Riattivare la speranza 

Molte sono le tradizioni spirituali che, come quella cristiano-cattolica, stanno intraprendendo una riscoperta del proprio rapporto (così come di quello di Dio) con il cosmo, la natura e l’universo materiale (Macy & Brown, 2014). Molte sono state, inoltre, in questi ultimi decenni, le dichiarazioni e gli appelli diffusi dai leader religiosi, che, con lo stesso spirito di LD, chiedono ai politici di intervenire subito per arginare la crisi ecologica e climatica. 

 

A questo proposito, il già citato Bauman sostiene che il ruolo “politico” delle spiritualità ecologiche sia proprio quello di aprire spazi creativi e sperimentali dove elaborare speranze concrete, sogni condivisi e nuove architetture di significato per il futuro che ci attende. Certo, speranze, sogni e desideri sono trascendenti per definizione: una spiritualità che voglia dar loro valore non può prescindere dai concetti di alterità e futuro. In un mondo dove esistesse solo materia e tutto fosse già pre-determinato non potrebbe esserci alcuna ricerca di senso. Tuttavia, la vera speranza non può nemmeno essere scollegata dalla realtà, altrimenti sarebbe follia o, come ricorda Bauman (questa volta citando Bloch), semplice certezza.

 

Secondo questa visione, la speranza viene in soccorso all’incertezza, non alla rassegnazione. E poiché l’incertezza è parte integrante della nostra vita, l’oggetto della nostra speranza non può essere qualcosa di esterno al mondo, da ricevere passivamente, ma deve essere come un seme che, coltivato attivamente nel terreno delle nostre incertezze (Macy & Johnstone, 2021), germoglia e cresce a partire dalla realtà attuale attraverso nuovi percorsi evolutivi.

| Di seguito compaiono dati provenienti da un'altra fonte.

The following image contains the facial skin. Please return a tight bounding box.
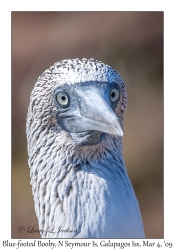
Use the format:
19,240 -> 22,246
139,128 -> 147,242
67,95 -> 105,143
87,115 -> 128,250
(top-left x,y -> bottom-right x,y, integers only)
53,82 -> 123,145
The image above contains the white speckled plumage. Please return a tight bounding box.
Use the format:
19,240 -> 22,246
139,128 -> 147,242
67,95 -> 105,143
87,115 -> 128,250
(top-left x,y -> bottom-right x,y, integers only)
26,59 -> 144,238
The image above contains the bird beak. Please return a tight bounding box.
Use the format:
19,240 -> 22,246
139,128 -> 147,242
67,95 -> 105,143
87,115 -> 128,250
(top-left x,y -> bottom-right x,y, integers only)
77,88 -> 124,136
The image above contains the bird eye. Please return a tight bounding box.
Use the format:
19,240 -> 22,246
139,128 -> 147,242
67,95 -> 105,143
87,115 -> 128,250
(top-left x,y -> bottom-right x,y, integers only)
56,91 -> 69,107
111,88 -> 119,102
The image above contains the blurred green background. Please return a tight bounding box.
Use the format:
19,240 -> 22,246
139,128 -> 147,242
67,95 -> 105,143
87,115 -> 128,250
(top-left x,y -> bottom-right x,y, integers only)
12,12 -> 164,238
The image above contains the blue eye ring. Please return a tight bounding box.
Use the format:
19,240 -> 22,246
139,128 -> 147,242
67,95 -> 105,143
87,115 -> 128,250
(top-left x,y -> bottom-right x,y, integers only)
55,90 -> 70,108
111,87 -> 120,103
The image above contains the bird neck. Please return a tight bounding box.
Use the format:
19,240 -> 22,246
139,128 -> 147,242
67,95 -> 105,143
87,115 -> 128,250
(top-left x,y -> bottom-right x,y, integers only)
70,131 -> 102,146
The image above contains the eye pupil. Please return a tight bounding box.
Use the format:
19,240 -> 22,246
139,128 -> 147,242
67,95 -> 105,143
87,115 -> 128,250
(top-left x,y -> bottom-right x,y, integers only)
111,92 -> 115,98
56,91 -> 69,107
111,88 -> 120,102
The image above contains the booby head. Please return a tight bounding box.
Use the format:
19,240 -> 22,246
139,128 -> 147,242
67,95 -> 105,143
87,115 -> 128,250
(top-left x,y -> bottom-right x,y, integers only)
27,59 -> 126,146
26,59 -> 144,238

Percorsi che possono persino condurre alla scoperta di nuovi legami tra spiritualità e scienza, e dove Dio e il cosmo non sono né completamente avulsi l’uno dall’altro (trascendenza assoluta), né si identificano perfettamente sollevandoci da ogni responsabilità (immanenza assoluta), ma sono coinvolti in una continua e dinamica compenetrazione reciproca che nell’umanità raggiunge la sua più chiara manifestazione (Panikkar, 2004).